Problem
While creating spark sql session, received following error message.
Environment
Steps to reproduce
Root Cause Analysis
While creating spark sql session, received following error message.
Exception: Java gateway process exited before sending its port number
Environment
- OS - RHEL 7
- Jupyter notebook
Steps to reproduce
- configure jupyter notebook
- Start Jupyter
- Access Jupyter webpage
- Run program in notebook like below
from pyspark import SparkContext, SparkConf
from pyspark.sql import SparkSession
- now click on "run"
Solution
Add following in .bashrc and restart jupyter notebook
#For jupyter notebook:
export PYSPARK_SUBMIT_ARGS="--master yarn-client pyspark-shell"
If you look at the code below
it says connection file is not being created in tmp directory. In my case issue was environment variable "PYSPARK_SUBMIT_ARGS" was not setup.
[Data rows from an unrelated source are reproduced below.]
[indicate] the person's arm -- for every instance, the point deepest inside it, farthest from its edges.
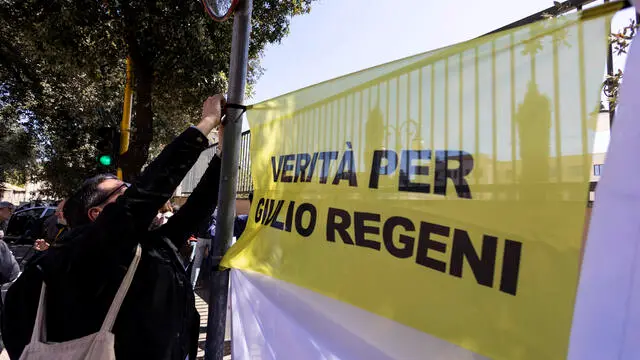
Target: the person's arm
(159, 180)
(114, 235)
(197, 209)
(9, 268)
This caused to not to create "proc"
submit_args = os.environ.get("PYSPARK_SUBMIT_ARGS", "pyspark-shell")
...
command = command + shlex.split(submit_args)
...
proc = Popen(command, **popen_kwargs)
...
# Wait for the file to appear, or for the process to exit, whichever happens first.
while not proc.poll() and not os.path.isfile(conn_info_file):
time.sleep(0.1)
if not os.path.isfile(conn_info_file):
raise Exception("Java gateway process exited before sending its port number")
...